Seven years ago, Illumina started Grail internally with the goal of developing a single blood test capable of screening for multiple types of cancer. The disease kills about 630,000 Americans each year.

In 2016, Illumina spun off Grail, which went on to raise money from Johnson & Johnson, Amazon’s Jeff Bezos and others.

In June 2021, Grail launched its Galleri early detection cancer screening test. It does not have U.S. Food and Drug Administration clearance. But it is the first such test to be available commercially at select facilities under a Laboratory Developed Test designation.

Illumina maintained 12 percent ownership of Grail and brought it back into the fold to add financial heft and regulatory expertise to Galleri’s commercialization efforts.

“Too many of us have experienced or witnessed the devastating effects of cancer when it is diagnosed too late,” said Illumina Chief Executive Francis deSouza in a statement. “Our mission in bringing Illumina and Grail back together is to save many thousands of lives by working to ensure that everyone can find and afford a Galleri test.”

There are several competitors on Grail’s heels with their own single-sample, multiple cancer early detection tests, including Exact Sciences, Guardant Health, Freenome and Singlera. The market is expected to reach $75 billion by 2035.

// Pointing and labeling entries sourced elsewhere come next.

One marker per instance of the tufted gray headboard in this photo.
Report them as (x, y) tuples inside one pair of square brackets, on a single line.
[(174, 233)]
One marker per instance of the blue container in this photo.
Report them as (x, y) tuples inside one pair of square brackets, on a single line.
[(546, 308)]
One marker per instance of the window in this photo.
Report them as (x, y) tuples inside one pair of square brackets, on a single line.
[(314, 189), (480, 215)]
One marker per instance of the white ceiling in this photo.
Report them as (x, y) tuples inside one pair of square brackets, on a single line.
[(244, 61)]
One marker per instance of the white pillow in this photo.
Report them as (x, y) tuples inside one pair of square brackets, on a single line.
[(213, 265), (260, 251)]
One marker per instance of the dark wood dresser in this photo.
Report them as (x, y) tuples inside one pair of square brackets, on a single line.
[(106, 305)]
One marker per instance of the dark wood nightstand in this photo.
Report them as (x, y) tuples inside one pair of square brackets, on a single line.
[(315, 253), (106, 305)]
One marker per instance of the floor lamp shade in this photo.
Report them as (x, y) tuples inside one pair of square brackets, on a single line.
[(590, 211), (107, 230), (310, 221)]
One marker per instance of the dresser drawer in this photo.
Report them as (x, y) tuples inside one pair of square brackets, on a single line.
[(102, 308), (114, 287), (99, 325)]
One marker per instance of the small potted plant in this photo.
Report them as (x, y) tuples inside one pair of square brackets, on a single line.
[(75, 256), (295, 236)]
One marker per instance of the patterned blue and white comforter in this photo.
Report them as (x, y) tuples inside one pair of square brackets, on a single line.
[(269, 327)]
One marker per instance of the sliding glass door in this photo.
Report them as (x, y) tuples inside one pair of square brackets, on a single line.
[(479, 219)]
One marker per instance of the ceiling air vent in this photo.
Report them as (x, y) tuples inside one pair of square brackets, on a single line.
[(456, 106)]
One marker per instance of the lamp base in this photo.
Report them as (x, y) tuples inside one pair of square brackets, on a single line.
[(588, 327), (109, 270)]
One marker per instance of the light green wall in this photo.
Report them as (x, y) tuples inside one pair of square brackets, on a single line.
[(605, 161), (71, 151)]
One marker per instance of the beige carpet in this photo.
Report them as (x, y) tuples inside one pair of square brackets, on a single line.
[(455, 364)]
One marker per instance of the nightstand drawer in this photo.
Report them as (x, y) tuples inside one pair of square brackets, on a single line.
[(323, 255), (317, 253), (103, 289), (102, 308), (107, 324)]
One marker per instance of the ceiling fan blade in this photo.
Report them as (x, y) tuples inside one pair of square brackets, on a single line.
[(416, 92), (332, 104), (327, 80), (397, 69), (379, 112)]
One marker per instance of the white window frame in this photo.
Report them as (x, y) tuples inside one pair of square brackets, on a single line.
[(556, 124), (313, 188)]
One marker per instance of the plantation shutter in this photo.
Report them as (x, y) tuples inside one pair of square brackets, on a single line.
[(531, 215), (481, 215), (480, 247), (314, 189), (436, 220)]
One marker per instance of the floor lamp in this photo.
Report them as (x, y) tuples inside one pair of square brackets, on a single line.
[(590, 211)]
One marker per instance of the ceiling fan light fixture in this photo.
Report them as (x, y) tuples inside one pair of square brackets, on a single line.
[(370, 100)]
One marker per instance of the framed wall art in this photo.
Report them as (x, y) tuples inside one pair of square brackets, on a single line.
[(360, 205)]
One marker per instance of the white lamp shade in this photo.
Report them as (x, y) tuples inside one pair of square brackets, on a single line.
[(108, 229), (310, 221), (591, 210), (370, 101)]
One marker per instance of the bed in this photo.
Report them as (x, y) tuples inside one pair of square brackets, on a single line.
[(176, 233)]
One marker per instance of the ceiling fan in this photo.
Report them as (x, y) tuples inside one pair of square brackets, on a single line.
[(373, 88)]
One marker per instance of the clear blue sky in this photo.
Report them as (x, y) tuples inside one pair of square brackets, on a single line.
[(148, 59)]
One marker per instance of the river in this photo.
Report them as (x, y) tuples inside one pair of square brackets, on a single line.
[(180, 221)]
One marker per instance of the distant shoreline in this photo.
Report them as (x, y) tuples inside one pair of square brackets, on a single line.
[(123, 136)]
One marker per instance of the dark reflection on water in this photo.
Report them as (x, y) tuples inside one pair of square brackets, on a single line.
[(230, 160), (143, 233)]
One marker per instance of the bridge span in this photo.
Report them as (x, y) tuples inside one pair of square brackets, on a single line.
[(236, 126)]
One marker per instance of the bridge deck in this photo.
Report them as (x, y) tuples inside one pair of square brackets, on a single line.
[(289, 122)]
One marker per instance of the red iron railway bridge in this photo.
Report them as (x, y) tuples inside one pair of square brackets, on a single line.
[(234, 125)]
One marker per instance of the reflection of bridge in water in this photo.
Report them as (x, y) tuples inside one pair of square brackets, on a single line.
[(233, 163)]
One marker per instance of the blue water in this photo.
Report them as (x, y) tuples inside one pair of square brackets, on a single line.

Most of Grail’s competitors rely on Illumina’s next-generation sequencing technology to run their early detection cancer tests.

Because Illumina is like the “anchor tenant” in the gene sequencing market, the FTC argued the Illumina/Grail combination created huge incentives for Illumina to favor Galleri, hindering rivals’ ability to compete.

Illumina disagreed. It offered contractual guarantees aimed at ensuring that Grail competitors have long-term access to Illumina equipment and supplies at reasonable prices.

Illumina announced the antitrust win Thursday morning. Its shares ended trading down less than 1 percent at $200.62 on the Nasdaq exchange.